Но все это время меня занимали истоки литературы, поэтому я чувствовал себя немного белой вороной. Люди, которые занимались социально-экономической и социально-политической историей, мало думали о том, как развивается литература, и еще меньше их интересовала история религии. Меня же больше всего интересовало мировоззрение. Ведь аккадская литература насквозь религиозна, а значит, мне нужно заниматься религией. А с кем мне заниматься религией? Это довольно сложный вопрос. Я встретил на своем пути одного человека, который в ассириологии был изгоем, но при этом очень сильно повлиял на мое последующее научное направление — это А. Г. Кифишин. Он был замечательным шумерологом, учеником В. В. Струве, однако у него не сложились отношения с Дьяконовым. Кроме того, он не очень хорошо умел излагать свои мысли, часто оригинальные, не имеющие аналогов в науке. Он все время забредал в какие-то дебри. Но я умею отделять зерна от плевел. Как на меня повлиял Кифишин? Я сейчас процитирую его статью о шумеро-вавилонской эстетике в первом томе «Истории эстетической мысли», в которой он высказывает две чрезвычайно ценные мысли. Он говорит, что в Шумере прекрасное определялось двумя наборами признаков — сущностными и формальными, — а также их соотнесенностью: «Шумеры различали два вида удовольствия: испытываемое во время еды и духовное удовольствие, связанное с тотемно-ритуальным миром прекрасного. Это разделение удовольствия на плотское внутреннее и духовное внешнее, от общения с богами, выражено во всей шумерской литературе». Это первая его мысль, которая стала для меня отправной точкой. И вторая его важная мысль в конце этой же статьи: «Громадный груз эстетических форм шумерской культуры не дал вавилонской эпохе самоопределиться в соответствии со своими собственными, вновь рожденными идеями, что позволяет характеризовать эстетический статус вавилонской цивилизации как затянувшийся кризис шумерской культуры». Так я понял, что в основе системы шумерских ценностей лежит представление о внешней духовной красоте, которая связана с красотой сущностной, а эта сущностная красота обусловлена ритуальным поведением и сознанием; а вавилоняне оказались не просто наследниками, но и в какой-то степени жертвами шумерской культуры, которая не позволила им стать более модерновыми. Отталкиваясь от этих двух важнейших идей Кифишина, я понял, что нужно заниматься духовной культурой. Но как?

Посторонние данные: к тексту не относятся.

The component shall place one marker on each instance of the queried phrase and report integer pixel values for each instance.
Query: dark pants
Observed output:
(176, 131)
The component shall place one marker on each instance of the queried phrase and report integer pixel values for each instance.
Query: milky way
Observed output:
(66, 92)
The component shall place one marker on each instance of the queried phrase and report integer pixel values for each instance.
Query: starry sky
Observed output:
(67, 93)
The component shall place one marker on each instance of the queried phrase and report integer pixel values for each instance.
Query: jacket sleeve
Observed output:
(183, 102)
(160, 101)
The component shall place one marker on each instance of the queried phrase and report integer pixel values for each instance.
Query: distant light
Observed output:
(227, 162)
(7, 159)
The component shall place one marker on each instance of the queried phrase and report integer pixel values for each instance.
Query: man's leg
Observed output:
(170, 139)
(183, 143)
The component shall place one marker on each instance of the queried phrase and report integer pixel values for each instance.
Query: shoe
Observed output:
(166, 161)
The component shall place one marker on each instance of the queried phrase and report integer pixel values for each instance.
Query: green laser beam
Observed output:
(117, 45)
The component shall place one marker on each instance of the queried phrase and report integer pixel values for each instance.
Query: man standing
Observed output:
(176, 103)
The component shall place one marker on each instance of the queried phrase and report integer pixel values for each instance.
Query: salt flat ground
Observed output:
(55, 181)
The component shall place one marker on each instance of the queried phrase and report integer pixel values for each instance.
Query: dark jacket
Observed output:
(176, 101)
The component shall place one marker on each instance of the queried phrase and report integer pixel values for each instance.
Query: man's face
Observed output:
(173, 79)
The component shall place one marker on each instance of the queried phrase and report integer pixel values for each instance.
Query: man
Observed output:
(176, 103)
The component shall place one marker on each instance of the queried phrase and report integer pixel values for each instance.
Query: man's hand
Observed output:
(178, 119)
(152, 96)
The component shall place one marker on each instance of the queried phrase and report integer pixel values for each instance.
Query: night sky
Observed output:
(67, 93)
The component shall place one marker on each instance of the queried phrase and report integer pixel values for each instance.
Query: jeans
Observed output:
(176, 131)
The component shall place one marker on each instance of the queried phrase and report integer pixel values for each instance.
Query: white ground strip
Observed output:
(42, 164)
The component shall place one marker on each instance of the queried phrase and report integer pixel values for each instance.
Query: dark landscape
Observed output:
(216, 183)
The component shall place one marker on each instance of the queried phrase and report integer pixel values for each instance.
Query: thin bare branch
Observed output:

В 1983 году вышла книга И. С. Клочкова «Духовная культура Вавилонии». Это замечательная книга, но Клочков сводит духовную культуру к этике, к вопросам добра и зла. Делая это, он максимально сближает шумеро-аккадскую культуру с современной. Это хоть и важно, но ведет не по тому пути. Духовная культура начинается с ритуалов, а не с этики. Значит, мы должны понять, что такое ритуальная система ценностей, нужно углубляться в сами шумерские категории, нужно искать, что сами шумеры и вавилоняне об этом думали. Я стал искать такую работу, которая содержала бы категориальный аппарат на примере какой-нибудь другой культуры. И я нашел «Историю античной эстетики» А. Ф. Лосева. Мне было по дороге с Лосевым, но не как с философом, а как с культурологом, который изучает античные категории в границах языкового мира. Он не ставит вопрос о том, что такое идеи, он спрашивает, что такое категория эйдос и каково ее историческое развитие. В этом отношении я следовал за Лосевым, при этом сознавая, чем моя работа должна кардинально отличаться от его исследования. Он разрабатывал философские категории, то есть те, что лежат только в сфере сознания, а я занимаюсь категориями, которые существуют внутри ритуала, внутри системного ритуального поведения; следовательно, я должен копать на пласт ниже, чем Лосев. Дальше стало совсем легко: я понял, что занимаюсь интеллектуальной историей, меня интересует ритуал, система ценностей, которая сформировала шумерскую цивилизацию. По этой дороге я пошел дальше.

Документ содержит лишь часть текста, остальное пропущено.